Hi Hugh,
Delete the TransportID lines from the [Nvme] section and try again.
The entries in that section instruct the blockdev layer to claim the devices, but your
subsystems are also configured in direct mode which will directly claim devices and bypass
the blockdev layer.
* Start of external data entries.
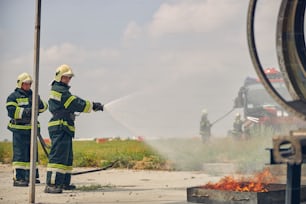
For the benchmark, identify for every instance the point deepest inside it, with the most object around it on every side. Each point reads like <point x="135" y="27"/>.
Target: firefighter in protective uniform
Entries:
<point x="237" y="127"/>
<point x="19" y="107"/>
<point x="63" y="105"/>
<point x="205" y="126"/>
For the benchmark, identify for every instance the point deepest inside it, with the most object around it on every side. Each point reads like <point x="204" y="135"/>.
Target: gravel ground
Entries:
<point x="110" y="186"/>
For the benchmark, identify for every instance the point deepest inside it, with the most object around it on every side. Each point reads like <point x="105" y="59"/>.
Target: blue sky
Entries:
<point x="164" y="61"/>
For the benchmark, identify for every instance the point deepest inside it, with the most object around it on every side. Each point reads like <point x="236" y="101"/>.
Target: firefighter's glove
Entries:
<point x="96" y="106"/>
<point x="27" y="113"/>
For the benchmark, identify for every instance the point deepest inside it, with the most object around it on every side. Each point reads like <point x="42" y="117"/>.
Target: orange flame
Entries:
<point x="258" y="183"/>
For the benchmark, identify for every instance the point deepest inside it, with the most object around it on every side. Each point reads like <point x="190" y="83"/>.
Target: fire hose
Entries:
<point x="43" y="145"/>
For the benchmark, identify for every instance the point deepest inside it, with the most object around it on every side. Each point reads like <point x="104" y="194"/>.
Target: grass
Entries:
<point x="167" y="154"/>
<point x="130" y="153"/>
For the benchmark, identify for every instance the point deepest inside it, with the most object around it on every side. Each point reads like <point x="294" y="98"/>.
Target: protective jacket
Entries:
<point x="63" y="105"/>
<point x="18" y="105"/>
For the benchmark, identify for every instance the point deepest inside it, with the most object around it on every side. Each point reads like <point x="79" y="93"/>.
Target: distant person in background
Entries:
<point x="19" y="107"/>
<point x="237" y="127"/>
<point x="63" y="105"/>
<point x="205" y="126"/>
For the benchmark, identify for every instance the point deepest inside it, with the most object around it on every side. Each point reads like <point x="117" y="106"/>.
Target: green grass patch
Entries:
<point x="167" y="154"/>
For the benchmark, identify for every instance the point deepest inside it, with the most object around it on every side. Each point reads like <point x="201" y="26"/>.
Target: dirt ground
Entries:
<point x="124" y="186"/>
<point x="110" y="186"/>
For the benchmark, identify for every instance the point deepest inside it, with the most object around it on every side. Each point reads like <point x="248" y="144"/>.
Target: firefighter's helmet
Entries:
<point x="204" y="112"/>
<point x="23" y="78"/>
<point x="63" y="70"/>
<point x="238" y="116"/>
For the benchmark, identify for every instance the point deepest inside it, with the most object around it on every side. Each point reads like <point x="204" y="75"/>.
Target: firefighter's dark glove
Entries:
<point x="27" y="113"/>
<point x="96" y="106"/>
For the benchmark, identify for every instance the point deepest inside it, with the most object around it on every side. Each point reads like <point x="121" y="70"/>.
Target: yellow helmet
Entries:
<point x="23" y="78"/>
<point x="63" y="70"/>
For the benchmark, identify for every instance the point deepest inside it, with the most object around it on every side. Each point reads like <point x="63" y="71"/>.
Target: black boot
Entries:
<point x="69" y="187"/>
<point x="20" y="183"/>
<point x="53" y="189"/>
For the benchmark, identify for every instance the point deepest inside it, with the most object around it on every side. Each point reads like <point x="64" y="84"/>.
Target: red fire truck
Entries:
<point x="259" y="109"/>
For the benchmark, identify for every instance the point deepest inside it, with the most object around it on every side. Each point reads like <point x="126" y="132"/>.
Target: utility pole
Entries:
<point x="35" y="104"/>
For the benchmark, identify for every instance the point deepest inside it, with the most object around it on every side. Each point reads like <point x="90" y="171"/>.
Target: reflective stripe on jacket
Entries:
<point x="63" y="105"/>
<point x="16" y="104"/>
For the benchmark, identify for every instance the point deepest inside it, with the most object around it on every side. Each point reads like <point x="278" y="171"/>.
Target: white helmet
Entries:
<point x="23" y="78"/>
<point x="63" y="70"/>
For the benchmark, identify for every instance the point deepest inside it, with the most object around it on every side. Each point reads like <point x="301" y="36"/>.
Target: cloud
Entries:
<point x="192" y="16"/>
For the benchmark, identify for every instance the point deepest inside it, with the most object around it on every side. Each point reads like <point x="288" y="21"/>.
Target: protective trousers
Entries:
<point x="21" y="156"/>
<point x="60" y="159"/>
I realize that's probably clear as mud, but we're thinking
through some major changes to the nvmf library right now that will hopefully make it a lot
clearer.
Thanks,
Ben
Sent from my Sprint Samsung Galaxy S7.
-------- Original message --------
From: Hugh Daschbach <hugh.daschbach(a)enmotus.com>
Date: 5/18/17 7:52 PM (GMT-07:00)
To: spdk(a)lists.01.org
Subject: [SPDK] Could not find NVMe controller at PCI address 0000:06:00.0
I'm having issues getting app/nvmf_tgt/nvmf_tgt running. I've
configured four of five local NVMe devices in nvmf.conf. The devices
are discovered during early initialization, but spdk_nvme_probe()
fails to find a previously probed device. It looks like
nvme_pci_ctrlr_scan() expects a hotplug event that it never sees.
What is supposed to trigger the hotplug event?
Here's the output of nvmf_tgt:
Starting DPDK 17.08.0-rc0 initialization...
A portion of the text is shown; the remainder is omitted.